The political system imposes welfare, tax writeoffs, subsidies and bailouts
for the rich and market discipline for everyone else. This system, incidentally,
is supported by both political parties. Gingrich can sanctimoniously
rail against the poor and the evils of welfare while his own district,
Cobb County, outside of Atlanta, receives more federal subsidies than
all but two suburban counties in the U.S.

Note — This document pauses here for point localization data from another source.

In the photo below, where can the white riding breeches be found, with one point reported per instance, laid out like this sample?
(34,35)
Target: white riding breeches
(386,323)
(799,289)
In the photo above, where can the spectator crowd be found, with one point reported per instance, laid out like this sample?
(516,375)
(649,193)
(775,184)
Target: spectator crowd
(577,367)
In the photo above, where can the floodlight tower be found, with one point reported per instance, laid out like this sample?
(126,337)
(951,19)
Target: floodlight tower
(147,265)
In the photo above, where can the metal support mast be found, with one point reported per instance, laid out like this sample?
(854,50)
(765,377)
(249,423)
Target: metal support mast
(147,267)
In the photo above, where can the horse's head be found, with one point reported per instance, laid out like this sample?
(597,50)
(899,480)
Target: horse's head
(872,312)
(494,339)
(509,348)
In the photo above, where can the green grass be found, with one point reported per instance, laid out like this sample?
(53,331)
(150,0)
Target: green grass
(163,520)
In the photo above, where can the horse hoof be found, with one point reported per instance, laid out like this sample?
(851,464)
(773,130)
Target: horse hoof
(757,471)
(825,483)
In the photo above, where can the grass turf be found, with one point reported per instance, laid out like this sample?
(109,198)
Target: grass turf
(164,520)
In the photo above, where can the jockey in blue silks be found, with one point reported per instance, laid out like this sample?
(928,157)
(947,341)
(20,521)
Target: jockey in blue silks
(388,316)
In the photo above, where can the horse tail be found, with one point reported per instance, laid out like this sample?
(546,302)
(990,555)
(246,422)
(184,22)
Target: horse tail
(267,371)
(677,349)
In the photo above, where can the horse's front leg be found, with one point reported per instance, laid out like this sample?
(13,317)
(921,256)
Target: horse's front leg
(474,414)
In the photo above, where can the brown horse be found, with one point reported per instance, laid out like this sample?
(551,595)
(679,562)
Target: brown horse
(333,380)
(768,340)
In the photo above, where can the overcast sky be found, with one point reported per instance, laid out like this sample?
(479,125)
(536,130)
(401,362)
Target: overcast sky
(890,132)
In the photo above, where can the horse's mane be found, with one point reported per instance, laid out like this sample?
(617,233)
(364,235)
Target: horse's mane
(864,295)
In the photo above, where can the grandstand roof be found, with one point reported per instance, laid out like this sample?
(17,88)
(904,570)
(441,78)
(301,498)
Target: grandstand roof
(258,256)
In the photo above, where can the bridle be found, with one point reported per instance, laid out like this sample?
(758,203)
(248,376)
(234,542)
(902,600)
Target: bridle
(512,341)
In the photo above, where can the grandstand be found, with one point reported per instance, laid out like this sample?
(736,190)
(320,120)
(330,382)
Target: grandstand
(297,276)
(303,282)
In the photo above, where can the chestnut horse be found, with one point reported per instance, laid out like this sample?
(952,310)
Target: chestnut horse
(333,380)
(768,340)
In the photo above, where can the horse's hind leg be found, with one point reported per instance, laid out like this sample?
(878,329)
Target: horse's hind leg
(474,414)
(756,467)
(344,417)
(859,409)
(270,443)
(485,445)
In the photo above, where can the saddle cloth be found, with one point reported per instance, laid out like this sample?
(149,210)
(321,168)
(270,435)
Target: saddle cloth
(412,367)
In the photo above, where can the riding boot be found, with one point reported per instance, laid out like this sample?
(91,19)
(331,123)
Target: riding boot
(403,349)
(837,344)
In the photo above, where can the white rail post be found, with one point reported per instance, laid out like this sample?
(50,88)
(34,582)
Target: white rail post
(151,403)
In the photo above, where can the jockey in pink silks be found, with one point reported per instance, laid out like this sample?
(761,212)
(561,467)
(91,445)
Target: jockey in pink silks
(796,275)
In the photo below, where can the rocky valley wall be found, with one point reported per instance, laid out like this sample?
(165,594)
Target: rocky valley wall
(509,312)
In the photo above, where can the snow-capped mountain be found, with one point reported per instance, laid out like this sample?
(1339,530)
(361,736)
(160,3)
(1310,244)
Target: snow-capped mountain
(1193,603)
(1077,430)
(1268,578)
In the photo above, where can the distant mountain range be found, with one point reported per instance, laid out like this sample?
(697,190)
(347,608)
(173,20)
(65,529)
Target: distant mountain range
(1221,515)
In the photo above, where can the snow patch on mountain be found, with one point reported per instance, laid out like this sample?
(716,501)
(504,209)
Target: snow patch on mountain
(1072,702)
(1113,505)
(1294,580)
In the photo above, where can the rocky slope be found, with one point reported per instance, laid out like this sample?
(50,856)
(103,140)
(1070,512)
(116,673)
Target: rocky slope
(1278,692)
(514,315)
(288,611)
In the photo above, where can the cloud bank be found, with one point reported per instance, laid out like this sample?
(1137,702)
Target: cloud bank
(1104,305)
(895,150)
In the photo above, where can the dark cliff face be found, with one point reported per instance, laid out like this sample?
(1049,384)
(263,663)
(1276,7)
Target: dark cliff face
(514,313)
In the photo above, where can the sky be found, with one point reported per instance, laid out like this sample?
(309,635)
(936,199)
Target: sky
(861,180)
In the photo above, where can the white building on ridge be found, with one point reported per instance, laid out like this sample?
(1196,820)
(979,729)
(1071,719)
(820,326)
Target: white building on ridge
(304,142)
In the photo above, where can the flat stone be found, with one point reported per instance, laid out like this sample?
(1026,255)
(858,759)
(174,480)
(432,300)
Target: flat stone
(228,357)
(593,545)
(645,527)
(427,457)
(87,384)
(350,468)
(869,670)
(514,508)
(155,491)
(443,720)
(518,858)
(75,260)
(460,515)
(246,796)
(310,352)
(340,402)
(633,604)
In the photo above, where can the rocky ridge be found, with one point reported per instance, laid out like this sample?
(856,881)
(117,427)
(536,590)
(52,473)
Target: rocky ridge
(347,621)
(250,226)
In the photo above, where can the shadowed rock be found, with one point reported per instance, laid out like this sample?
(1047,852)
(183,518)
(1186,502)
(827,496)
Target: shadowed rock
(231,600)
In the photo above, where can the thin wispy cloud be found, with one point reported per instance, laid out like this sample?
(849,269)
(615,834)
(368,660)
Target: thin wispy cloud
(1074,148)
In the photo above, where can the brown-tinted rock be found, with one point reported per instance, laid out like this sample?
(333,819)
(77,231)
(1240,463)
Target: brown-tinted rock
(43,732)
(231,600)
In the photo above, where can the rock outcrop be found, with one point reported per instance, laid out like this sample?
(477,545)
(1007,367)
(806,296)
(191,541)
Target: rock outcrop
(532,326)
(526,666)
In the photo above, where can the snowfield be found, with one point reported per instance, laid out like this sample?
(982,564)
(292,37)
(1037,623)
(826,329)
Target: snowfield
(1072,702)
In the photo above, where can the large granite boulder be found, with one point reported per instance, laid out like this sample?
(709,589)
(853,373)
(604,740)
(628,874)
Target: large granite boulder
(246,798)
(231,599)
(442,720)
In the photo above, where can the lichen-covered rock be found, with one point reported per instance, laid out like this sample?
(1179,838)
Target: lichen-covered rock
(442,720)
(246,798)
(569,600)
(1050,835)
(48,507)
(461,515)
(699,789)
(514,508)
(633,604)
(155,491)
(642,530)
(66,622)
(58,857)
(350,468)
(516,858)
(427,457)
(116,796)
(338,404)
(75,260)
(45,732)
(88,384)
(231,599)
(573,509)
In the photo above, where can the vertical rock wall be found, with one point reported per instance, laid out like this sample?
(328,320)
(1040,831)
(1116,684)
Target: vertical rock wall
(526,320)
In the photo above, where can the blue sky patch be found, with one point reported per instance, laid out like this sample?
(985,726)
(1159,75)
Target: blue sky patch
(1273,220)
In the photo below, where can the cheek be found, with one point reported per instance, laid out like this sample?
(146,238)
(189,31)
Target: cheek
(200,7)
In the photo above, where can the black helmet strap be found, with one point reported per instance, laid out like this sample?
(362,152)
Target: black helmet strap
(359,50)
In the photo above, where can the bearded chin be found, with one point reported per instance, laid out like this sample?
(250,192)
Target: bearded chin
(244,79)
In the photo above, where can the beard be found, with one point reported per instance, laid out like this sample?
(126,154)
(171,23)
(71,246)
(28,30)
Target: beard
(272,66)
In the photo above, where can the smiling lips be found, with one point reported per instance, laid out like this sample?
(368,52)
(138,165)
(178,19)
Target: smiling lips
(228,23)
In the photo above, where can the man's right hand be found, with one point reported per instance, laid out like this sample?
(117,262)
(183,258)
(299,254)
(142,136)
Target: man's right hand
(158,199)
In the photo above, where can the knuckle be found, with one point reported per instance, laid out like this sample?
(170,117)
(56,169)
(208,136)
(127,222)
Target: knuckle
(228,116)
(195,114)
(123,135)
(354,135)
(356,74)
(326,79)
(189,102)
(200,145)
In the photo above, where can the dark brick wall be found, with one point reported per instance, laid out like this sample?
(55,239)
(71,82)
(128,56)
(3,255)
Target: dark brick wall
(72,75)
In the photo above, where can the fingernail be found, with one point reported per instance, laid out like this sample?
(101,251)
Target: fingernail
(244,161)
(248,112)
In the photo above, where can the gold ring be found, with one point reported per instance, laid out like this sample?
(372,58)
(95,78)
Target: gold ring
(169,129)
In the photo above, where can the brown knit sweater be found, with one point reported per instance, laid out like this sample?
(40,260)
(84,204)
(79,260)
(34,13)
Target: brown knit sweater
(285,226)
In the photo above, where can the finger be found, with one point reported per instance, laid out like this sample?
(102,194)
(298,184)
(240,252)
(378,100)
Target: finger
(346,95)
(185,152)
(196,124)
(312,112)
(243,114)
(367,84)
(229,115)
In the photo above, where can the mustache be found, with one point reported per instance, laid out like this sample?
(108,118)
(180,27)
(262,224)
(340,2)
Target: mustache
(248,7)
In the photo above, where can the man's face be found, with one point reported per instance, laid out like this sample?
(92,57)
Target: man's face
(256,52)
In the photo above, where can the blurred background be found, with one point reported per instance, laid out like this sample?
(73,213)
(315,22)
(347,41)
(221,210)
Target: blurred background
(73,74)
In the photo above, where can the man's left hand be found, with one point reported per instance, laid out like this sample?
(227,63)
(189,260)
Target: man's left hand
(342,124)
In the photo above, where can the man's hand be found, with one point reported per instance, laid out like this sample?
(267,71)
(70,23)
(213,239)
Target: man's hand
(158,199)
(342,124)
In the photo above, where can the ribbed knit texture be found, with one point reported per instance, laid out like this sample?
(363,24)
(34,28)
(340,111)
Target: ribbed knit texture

The attack is highly politically charged. On January 27, 1995, Pressler
sent a long letter that reeks of McCarthy-like innuendo to the head
of CPB demanding to know among other things, "How many NPR staff have
previously worked for Pacifica stations? Please list them by name and
job category." The South Dakota Senator then wanted to know, "How many
NPR staff have previously worked for evangelical Christian stations?
Please list them by name and job category."
A review of regular PBS programs reveals, in Bob Dole's words, "Unrelenting
liberal cheerleading,": "Adam Smith's Money World," "Wall Street Week,"
"Washington Week in Review," "The Nightly Business Report," "MacNeil/Lehrer
NewsHour," "Tony Brown's Journal," Ben Wattenberg's "Think Tank," "The
McLaughlin Group," McLaughlin's "One on One," and the longest-running
PBS show of all, William Buckley's "Firing Line." CPB has just approved
funding for a new talk show featuring Reaganite Peggy Noonan. The two
main NPR news programs are "Morning Edition" and "All Things Considered."
All these programs taken in aggregate definitely constitute a bias but
it's not a liberal one. It is a measure of the success of massive right-wing
propaganda that anyone could even consider these ludicrous charges and
not burst out into paroxysms of laughter.
What is also going on sub rosa is an intra-right power conflict. The
new right, based in the Sun Belt, is at ideological odds with the old
right as represented by East Coast old-money Republicans. The insurgent
Sun Belters want to supplant their older brethren. Hence Gingrich's
comments cited earlier.
In January 1995, Gingrich was asked if he thought the Republicans were
returning to 1993. He said no, not 1993 but1760. Why 1760? The Speaker
is, as he likes constantly to remind us, a trained historian. 1760 is
a chilling thought. What were the social conditions? White male property
owners were the only ones with any rights. There were the market wonders
of slavery, genocide, child labor, 7-day work weeks, 14-16-18- hour
work days, and unfettered and unregulated capital.
It's not just the public airwaves I'm talking about here. The new right
agenda is going to attempt to privatize libraries and schools. But first
they want total control of the media. No independent media outside the
corporate nexus will be allowed to exist.
There is an urgent need for a concerted effort to safeguard the public
radio frequencies and TV channels. As problematic as the programming
is, the public interest demands that its airwaves not be sold off. I
can predict with certainty that once these frequencies and channels
go commercial they will never come back. The vultures of corporate power,
in alliance with their lackies in Congress, are salivating at the prospect
of acquiring new stations and expanding their media monopolies. A democratic
society needs a vital and diverse public broadcasting system. It is
up to people to organize and defend their airwaves.
-- David Barsamian, 1995
I am indebted to William Hoynes's book Public Television for Sale for
some of the information in this article.